Should We Let THRIVE Die?
Should We Let THRIVE Die? A Critical Assessment of Community Building in the Post-Mormon Space
When a community organization faces questions about its own survival, it forces difficult conversations about purpose, impact, and accountability. THRIVE, a post-Mormon community-building initiative, recently opened exactly this conversation in a candid discussion on the Mormon Stories Podcast. The question, should THRIVE die?, reveals deeper tensions within the growing landscape of faith-transition support groups and raises important questions about how alternative communities should function, fund themselves, and respond to criticism.
For those unfamiliar with THRIVE, it is not an MLM (a common point of confusion with the unrelated company Thrive Life). Rather, it is an organization dedicated to creating events and local community spaces for people navigating life after Mormonism. In a tradition where leaving the Church often means losing one's entire social infrastructure, a reality many ex-Mormons describe as sudden and devastating, THRIVE emerged as a structured response to that isolation.
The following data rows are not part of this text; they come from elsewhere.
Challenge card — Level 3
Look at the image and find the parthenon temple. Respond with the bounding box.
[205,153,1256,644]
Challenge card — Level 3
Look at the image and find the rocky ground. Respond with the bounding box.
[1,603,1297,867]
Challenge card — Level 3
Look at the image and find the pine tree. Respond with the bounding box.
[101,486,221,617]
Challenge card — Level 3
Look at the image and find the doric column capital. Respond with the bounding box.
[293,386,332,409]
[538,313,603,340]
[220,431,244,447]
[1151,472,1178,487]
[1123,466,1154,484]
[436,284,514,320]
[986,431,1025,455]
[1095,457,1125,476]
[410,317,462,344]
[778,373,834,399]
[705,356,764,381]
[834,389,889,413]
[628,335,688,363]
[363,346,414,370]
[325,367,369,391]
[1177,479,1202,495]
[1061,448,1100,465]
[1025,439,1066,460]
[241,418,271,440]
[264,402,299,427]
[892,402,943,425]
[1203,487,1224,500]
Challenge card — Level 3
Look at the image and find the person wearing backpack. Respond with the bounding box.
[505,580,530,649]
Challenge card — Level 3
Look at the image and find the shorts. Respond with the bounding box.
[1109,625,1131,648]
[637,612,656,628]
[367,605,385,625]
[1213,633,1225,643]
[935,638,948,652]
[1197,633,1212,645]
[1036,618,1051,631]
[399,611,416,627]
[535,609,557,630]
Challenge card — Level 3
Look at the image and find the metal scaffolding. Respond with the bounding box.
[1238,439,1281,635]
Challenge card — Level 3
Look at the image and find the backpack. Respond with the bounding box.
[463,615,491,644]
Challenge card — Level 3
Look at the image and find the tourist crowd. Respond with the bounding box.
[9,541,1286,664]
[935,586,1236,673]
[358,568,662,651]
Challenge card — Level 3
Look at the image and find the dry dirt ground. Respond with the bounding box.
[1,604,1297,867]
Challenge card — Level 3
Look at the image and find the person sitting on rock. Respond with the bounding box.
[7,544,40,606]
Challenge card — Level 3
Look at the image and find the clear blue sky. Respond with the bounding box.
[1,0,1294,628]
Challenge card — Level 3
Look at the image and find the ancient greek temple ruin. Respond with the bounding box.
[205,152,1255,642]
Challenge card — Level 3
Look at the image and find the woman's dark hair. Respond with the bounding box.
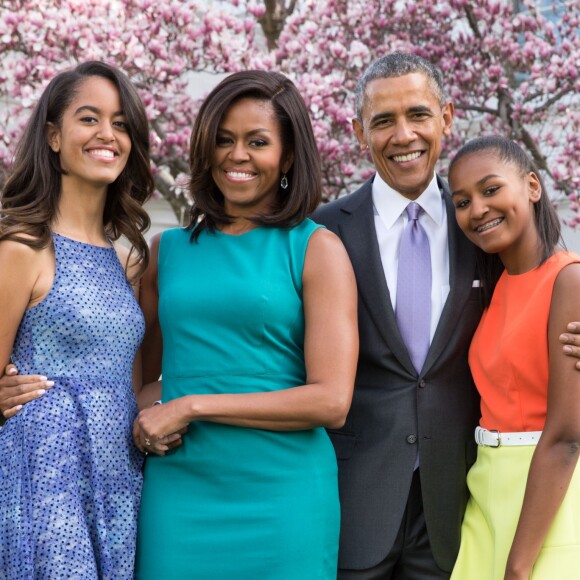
[0,60,153,280]
[187,70,322,239]
[449,135,562,305]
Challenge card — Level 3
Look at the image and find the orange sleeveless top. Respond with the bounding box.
[469,251,580,432]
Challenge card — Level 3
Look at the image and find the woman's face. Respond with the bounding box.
[211,97,289,218]
[47,76,131,193]
[450,151,541,263]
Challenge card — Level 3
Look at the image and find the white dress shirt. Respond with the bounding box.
[372,173,450,345]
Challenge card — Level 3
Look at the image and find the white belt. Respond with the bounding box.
[475,426,542,447]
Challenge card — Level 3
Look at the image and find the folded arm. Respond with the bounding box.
[133,228,358,448]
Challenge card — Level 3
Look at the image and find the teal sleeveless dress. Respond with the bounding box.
[136,220,340,579]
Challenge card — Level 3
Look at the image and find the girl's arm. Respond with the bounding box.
[505,262,580,580]
[134,228,358,447]
[0,241,48,414]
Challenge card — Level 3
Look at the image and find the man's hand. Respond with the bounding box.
[0,364,54,419]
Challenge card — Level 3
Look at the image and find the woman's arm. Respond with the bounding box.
[0,241,48,417]
[135,233,163,408]
[134,228,358,446]
[505,263,580,580]
[131,233,182,455]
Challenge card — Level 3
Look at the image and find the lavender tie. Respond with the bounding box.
[396,202,431,373]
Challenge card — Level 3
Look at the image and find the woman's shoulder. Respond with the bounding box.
[556,250,580,266]
[157,227,191,250]
[552,252,580,290]
[0,237,50,294]
[0,236,46,262]
[291,217,326,235]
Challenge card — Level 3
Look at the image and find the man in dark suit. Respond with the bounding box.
[313,52,483,579]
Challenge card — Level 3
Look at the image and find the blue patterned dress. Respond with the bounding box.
[0,234,145,580]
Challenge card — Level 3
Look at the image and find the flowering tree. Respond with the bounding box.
[0,0,578,223]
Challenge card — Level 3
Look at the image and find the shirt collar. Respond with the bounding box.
[372,172,444,230]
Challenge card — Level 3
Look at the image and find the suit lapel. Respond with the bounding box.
[422,179,476,375]
[338,180,416,374]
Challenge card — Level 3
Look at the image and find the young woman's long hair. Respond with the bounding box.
[187,70,322,240]
[0,61,153,280]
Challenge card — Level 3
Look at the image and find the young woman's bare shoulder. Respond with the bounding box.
[0,238,45,265]
[0,239,50,301]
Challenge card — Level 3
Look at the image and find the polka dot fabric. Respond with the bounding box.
[0,234,145,579]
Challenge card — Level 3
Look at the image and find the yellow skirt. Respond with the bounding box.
[451,444,580,580]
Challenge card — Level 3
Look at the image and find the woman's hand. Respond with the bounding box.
[0,364,54,418]
[133,399,190,455]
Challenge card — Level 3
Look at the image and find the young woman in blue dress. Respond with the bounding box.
[0,61,152,578]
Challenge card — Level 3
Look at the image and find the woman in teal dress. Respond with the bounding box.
[133,71,359,579]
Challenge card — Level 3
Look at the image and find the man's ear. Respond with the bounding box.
[352,118,367,151]
[46,122,61,153]
[441,101,454,138]
[528,171,542,203]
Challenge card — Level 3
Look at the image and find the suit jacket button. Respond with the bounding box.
[419,380,426,388]
[406,434,417,444]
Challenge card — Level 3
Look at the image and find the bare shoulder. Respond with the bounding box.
[0,239,50,303]
[549,261,580,323]
[0,238,45,266]
[306,227,347,254]
[553,261,580,296]
[304,228,355,282]
[149,232,162,254]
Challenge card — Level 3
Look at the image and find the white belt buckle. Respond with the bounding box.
[475,426,501,447]
[487,429,501,448]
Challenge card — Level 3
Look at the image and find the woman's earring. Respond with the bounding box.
[280,173,289,190]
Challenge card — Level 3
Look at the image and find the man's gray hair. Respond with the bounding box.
[355,52,448,120]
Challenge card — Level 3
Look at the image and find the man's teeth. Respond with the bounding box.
[392,152,422,163]
[477,218,503,232]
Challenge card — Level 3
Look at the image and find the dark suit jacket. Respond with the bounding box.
[313,176,482,572]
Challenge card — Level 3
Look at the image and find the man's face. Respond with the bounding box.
[353,72,454,200]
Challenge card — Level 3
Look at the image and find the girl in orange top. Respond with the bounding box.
[448,136,580,580]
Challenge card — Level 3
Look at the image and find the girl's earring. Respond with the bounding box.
[280,173,289,190]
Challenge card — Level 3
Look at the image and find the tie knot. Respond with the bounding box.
[405,202,422,221]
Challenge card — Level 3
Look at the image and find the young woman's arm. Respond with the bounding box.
[133,228,358,449]
[505,262,580,580]
[0,241,49,414]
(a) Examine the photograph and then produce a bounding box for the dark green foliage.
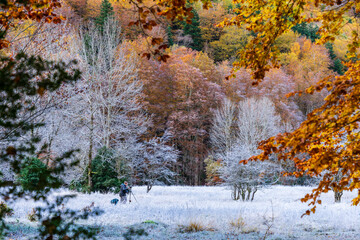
[325,42,337,59]
[82,33,97,66]
[95,0,114,31]
[69,172,91,193]
[325,42,345,75]
[166,9,203,51]
[292,22,320,42]
[123,227,148,240]
[182,9,203,51]
[167,20,183,45]
[0,202,13,233]
[18,157,60,191]
[91,147,123,193]
[166,25,174,46]
[0,202,13,218]
[69,147,128,193]
[332,58,344,75]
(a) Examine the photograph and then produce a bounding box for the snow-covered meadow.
[6,185,360,239]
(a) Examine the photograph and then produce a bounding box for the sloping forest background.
[1,0,358,198]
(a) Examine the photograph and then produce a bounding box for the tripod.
[128,189,138,204]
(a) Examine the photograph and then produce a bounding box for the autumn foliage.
[228,0,360,215]
[3,0,360,217]
[248,60,360,215]
[138,45,223,185]
[0,0,64,49]
[127,0,360,214]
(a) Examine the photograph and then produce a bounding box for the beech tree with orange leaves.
[221,0,360,216]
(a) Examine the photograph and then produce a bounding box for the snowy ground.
[5,185,360,239]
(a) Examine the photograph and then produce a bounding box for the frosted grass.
[6,186,360,238]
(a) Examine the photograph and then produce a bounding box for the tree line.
[2,0,356,190]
The Origins and Mission: Why Community Matters After Faith Transition
Understanding THRIVE requires understanding the trauma of religious exit. According to Mormon Stories Podcast coverage of THRIVE leadership, members consistently reported that leaving the LDS Church meant losing their entire social network. This isn't a minor inconvenience, it's a documented pattern in high-control religious organizations where identity and community are inseparable from doctrine.
THRIVE founders recognized this gap. They began organizing larger events, multi-day conferences featuring speakers, bands, and workshops, alongside smaller local groups where people could gather for coffee, conversation, and connection. The model was ambitious: rent major venues, pay professional speakers, invest in audiovisual production. It was also costly.